One of the problems with integration testing is that the integration tests are usually run against a shared environment. This makes it hard for the tests to ensure that the environment is suitable for the tests to be run. An environment where developers are working is constantly changing and therefore the consistency of such an enviornment cannot be guaranteed.
Therefore it is desirable that we have an environment which is created just for running integration tests. This environment can closely memic the production/qa systems and can still be in a prestine state.
Here we attempt to create such an integration testing environment by using FailSafe plugin and Docker
This plugin gives us 3 new phases in the maven build life cycle
- pre-integration test
- integration-test
- post-integration-test
We can execute various goals in these phases. the task of the goals would be to create a docker container with spark in the pre-integration test and execute the spark job.
The integration test can look at the HDFS file sytem (using Web HDFS) and run assertions on the data produced.
The post-integration test can be used to delete the docker containers.
In this project we are using the maven docker plugin plublished by
Maven Docker Plugin by wouterd
This plugin is used to execute a docker file to build the image and then copy input files into the image
The plugin is also used to launch a container during the testing phase.
There are couple of moving parts in the project.
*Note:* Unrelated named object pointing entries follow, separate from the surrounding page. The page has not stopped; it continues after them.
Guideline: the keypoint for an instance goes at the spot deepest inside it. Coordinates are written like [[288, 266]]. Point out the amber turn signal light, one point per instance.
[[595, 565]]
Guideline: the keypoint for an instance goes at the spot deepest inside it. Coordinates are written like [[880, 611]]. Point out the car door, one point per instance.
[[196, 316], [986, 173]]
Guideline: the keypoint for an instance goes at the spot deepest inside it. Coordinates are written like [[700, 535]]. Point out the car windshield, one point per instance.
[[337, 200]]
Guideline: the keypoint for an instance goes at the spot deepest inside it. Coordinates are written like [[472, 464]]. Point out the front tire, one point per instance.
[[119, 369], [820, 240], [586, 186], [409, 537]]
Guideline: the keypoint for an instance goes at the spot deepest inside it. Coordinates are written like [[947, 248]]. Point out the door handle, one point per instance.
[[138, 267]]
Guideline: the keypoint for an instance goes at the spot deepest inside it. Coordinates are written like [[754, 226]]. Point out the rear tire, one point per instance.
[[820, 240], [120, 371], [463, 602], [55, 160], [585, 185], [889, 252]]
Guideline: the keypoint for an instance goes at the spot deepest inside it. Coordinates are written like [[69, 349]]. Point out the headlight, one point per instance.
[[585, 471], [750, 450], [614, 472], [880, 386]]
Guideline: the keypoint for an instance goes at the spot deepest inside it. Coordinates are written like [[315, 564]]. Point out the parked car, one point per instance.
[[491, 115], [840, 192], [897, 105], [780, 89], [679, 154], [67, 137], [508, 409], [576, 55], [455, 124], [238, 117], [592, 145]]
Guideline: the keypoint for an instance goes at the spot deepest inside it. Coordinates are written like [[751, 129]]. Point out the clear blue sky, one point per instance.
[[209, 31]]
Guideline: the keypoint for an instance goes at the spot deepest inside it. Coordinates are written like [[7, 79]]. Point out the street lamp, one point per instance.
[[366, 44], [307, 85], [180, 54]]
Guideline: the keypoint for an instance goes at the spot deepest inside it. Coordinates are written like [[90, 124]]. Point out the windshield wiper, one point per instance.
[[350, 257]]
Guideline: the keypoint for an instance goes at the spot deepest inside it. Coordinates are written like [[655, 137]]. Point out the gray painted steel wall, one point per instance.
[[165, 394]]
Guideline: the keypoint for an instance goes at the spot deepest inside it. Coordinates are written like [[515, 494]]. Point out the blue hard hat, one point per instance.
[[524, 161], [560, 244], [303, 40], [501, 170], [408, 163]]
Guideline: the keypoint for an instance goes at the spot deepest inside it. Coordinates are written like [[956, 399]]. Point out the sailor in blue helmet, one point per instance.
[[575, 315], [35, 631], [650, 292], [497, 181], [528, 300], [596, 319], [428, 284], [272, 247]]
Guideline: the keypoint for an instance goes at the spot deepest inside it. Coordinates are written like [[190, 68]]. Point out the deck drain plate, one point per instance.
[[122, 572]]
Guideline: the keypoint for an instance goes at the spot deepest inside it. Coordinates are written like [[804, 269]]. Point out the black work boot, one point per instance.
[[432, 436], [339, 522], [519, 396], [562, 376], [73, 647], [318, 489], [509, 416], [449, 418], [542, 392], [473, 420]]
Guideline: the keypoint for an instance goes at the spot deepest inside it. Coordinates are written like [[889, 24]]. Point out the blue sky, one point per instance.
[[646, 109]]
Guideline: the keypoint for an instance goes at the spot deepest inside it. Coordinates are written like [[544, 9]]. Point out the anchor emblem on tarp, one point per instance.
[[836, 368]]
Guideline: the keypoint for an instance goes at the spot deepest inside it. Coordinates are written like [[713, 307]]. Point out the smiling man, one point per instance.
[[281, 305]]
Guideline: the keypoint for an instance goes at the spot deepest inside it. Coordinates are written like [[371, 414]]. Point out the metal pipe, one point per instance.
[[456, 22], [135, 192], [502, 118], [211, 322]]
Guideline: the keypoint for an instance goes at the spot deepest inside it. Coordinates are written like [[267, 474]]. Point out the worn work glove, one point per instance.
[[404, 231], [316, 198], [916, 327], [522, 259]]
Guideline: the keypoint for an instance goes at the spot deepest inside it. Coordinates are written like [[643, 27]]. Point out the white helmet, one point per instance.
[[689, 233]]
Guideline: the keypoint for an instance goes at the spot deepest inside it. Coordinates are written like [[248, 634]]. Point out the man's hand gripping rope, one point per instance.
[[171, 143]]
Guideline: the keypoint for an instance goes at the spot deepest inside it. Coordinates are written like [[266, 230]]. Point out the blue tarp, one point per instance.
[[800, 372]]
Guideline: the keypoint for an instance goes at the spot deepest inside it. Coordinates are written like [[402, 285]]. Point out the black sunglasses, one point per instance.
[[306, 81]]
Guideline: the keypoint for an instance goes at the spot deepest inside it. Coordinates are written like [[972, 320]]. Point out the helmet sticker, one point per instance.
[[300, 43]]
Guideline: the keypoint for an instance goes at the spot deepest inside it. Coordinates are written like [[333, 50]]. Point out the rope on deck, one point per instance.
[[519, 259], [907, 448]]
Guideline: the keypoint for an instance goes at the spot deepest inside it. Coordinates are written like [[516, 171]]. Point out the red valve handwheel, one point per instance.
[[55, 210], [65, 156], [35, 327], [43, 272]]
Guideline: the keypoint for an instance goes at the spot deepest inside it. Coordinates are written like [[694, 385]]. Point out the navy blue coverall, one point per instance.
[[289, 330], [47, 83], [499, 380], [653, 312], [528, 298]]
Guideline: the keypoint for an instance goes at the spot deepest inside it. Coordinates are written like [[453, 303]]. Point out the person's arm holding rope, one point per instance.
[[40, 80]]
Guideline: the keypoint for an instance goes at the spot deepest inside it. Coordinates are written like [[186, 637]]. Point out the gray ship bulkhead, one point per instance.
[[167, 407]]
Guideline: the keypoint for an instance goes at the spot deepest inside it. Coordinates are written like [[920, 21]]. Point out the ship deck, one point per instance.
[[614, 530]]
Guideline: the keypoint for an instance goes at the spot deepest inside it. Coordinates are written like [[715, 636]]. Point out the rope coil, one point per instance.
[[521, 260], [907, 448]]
First the maven project build kicks off. this build invokes the docker file using the maven docker plugin.
The docker file launches a "shell script". this shell script is resonsible to copy all the files from the container into HDFS.
The shell script then has an infinite loop to keep the container alive so that the tests can be run against HDFS.
One tricky aspect is how does the integration test know which IP address and ports to use to query Web HDFS
this is simplified by
<systemPropertyVariables> <webhdfsurl>http://${docker.containers.myapp.ports.50070/tcp.host}:${docker.containers.myapp.ports.50070/tcp.port}</webhdfsurl> <datanodeurl>http://${docker.containers.myapp.ports.50075/tcp.host}:${docker.containers.myapp.ports.50075/tcp.port}</datanodeurl> </systemPropertyVariables>
This way we can tell the plugin to dynamically determine which is the port which has been exposed for the actual 50070, 50075 ports and then use them at runtime.
Once the integration test receives the IP address and the port of the WebHDFS REST Service, querying the web hdfs and running validations against the output produced by the spark job is easy.